I’ve been chewing on this post for a bit, and although the first films I saw when I was a kid were dark fantasy (The Wizard of Oz, King Kong), comedies also had a huge impact on me. Sometimes laughter is indeed the best medicine. Maybe this was because I spent so much time alone, and just being allowed to laugh at stupid shit can have a huge positive impact. Some films, like 9 to 5 (1980), went out on a limb but also had very important things to say about misogyny and women’s rights in the twentieth century, others like Galaxina (also 1980) were just plain cynical and bad, but also held a certain charm (this brunette caught blonde-envy from both films).

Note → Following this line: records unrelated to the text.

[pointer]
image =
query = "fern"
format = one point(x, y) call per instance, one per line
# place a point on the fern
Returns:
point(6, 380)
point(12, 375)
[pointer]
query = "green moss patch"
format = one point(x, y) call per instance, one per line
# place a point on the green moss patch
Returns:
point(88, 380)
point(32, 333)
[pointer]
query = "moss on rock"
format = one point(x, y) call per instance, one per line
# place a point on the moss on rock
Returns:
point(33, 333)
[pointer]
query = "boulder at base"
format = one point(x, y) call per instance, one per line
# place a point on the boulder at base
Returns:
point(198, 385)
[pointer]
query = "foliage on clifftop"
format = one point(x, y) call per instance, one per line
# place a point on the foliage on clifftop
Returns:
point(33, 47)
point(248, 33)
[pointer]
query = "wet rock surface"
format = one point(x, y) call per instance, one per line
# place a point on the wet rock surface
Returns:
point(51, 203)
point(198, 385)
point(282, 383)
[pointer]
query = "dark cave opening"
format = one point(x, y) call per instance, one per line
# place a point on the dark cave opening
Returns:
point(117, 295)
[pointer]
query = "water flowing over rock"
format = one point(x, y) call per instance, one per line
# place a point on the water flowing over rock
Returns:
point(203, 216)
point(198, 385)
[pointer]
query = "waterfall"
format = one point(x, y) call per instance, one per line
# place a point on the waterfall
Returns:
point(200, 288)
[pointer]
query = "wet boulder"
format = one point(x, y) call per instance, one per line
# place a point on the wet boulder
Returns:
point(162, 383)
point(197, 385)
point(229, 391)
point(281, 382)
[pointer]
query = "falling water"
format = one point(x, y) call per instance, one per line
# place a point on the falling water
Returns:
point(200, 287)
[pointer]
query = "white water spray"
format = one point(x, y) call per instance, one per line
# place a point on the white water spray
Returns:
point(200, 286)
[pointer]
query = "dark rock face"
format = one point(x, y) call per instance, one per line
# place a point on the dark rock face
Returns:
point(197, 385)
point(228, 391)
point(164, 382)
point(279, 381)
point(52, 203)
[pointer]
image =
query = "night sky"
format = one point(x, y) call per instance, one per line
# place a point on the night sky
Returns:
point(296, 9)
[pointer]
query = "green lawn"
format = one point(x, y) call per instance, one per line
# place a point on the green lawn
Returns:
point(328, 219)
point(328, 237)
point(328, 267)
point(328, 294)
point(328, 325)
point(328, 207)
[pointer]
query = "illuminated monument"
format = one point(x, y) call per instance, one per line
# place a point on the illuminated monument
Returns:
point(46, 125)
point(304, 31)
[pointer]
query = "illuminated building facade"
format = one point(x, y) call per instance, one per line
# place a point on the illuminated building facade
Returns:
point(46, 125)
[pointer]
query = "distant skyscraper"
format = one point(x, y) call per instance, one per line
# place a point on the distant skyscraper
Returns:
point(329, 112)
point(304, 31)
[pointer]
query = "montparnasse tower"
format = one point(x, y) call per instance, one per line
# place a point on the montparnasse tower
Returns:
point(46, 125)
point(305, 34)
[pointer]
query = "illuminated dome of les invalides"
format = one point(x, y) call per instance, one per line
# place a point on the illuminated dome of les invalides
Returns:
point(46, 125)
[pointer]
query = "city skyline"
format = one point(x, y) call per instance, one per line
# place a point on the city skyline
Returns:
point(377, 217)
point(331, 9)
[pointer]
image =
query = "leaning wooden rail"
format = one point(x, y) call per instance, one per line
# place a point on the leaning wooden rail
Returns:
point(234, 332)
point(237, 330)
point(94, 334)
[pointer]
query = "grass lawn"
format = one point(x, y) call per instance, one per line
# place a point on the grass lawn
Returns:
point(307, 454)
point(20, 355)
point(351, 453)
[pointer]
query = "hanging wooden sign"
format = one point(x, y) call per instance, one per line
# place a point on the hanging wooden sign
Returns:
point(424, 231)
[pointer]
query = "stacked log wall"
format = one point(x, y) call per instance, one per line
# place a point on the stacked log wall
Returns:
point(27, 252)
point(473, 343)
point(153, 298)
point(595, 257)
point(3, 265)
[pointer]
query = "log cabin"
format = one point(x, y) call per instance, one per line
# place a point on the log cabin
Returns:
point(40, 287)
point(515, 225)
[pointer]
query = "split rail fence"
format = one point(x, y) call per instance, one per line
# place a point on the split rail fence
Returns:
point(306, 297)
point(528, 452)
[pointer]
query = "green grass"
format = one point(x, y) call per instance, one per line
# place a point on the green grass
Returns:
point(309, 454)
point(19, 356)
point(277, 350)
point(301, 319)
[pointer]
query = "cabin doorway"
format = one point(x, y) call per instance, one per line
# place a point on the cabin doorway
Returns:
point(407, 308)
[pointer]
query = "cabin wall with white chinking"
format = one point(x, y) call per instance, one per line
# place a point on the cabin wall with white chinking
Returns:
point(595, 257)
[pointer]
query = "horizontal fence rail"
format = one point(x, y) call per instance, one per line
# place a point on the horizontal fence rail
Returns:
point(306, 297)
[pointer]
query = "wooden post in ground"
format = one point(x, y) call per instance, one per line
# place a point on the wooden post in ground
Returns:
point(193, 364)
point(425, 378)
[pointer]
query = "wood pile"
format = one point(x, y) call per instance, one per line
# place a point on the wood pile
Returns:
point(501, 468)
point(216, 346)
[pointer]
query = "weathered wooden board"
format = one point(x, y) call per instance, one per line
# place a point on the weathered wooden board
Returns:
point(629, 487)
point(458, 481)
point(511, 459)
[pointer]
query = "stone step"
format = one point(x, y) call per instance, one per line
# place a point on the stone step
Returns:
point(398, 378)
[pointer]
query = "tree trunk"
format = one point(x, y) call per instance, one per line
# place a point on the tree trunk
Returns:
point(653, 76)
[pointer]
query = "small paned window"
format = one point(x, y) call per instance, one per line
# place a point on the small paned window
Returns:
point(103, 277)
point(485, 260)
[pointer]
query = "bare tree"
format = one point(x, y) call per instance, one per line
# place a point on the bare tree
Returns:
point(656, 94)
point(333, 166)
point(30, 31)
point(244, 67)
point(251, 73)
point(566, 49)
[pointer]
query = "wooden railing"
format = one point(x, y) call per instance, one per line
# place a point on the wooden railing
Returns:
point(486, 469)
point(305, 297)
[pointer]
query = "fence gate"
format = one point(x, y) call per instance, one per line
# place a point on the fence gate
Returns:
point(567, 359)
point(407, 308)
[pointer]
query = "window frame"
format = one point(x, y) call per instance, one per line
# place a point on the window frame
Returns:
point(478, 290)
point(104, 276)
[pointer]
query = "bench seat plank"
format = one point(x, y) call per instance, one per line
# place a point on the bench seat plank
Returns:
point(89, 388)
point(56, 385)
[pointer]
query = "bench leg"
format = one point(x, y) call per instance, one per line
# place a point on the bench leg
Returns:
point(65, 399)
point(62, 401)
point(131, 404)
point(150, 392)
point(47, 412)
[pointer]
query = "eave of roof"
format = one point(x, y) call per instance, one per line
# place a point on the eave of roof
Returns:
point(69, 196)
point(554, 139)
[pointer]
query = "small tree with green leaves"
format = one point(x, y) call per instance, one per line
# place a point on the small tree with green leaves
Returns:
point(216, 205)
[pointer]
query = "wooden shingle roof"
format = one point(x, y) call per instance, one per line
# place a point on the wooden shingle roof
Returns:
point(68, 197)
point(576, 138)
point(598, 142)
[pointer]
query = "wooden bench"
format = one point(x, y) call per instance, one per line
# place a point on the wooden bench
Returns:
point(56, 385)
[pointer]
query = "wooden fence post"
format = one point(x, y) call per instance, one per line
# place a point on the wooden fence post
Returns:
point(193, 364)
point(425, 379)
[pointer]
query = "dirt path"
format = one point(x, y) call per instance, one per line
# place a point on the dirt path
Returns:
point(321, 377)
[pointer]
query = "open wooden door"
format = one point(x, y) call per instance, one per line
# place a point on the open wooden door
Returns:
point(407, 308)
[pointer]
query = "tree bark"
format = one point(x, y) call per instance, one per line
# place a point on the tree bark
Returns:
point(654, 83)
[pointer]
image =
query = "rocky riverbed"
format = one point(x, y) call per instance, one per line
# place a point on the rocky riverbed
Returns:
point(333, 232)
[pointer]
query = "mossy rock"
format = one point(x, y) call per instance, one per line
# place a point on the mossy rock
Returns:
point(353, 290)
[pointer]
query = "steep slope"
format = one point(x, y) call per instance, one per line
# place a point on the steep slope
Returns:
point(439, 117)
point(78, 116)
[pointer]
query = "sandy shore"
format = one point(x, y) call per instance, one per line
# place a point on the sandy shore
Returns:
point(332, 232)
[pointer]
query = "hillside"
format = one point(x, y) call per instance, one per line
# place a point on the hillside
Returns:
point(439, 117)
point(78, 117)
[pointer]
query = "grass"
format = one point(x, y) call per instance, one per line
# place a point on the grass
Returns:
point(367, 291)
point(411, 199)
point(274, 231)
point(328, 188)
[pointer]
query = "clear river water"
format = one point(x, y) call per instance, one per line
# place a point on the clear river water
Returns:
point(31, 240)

I like to limit these to just five, out of politeness, but also hopefully some of you may not have otherwise known about one or two.
1.) Airplane! (1980)
Surely, this pick seems obvious […]
A raging and unhinged spoof of 1970s disaster porn (the Airport film series, in particular), a proliferation of bad puns, an inspiration for a new school of Samuel Beckett-level absurdity, this film not only bludgeoned audiences with a rubber-chicken non-stop, it set an entirely new standard for comedy writing. Part of what made it work was the quality of acting (the poor shemps had to keep a straight face while delivering those lines), and the fact that so many of the jokes just fell short — and as you groaned with incredulity, a new joke, visual or verbal, would be next up on the conveyor belt. The joke would be just as bad if not worse than its predecessor, but it also had the 50/50 chance of throwing you into utter hysterics.
The film has classic staying power. Compounded with the fact that this came out (pun intended) at the dawn of the Reagan 1980s, the absurdity seemed all the more poignant in light of the catastrophes and atrocities that followed.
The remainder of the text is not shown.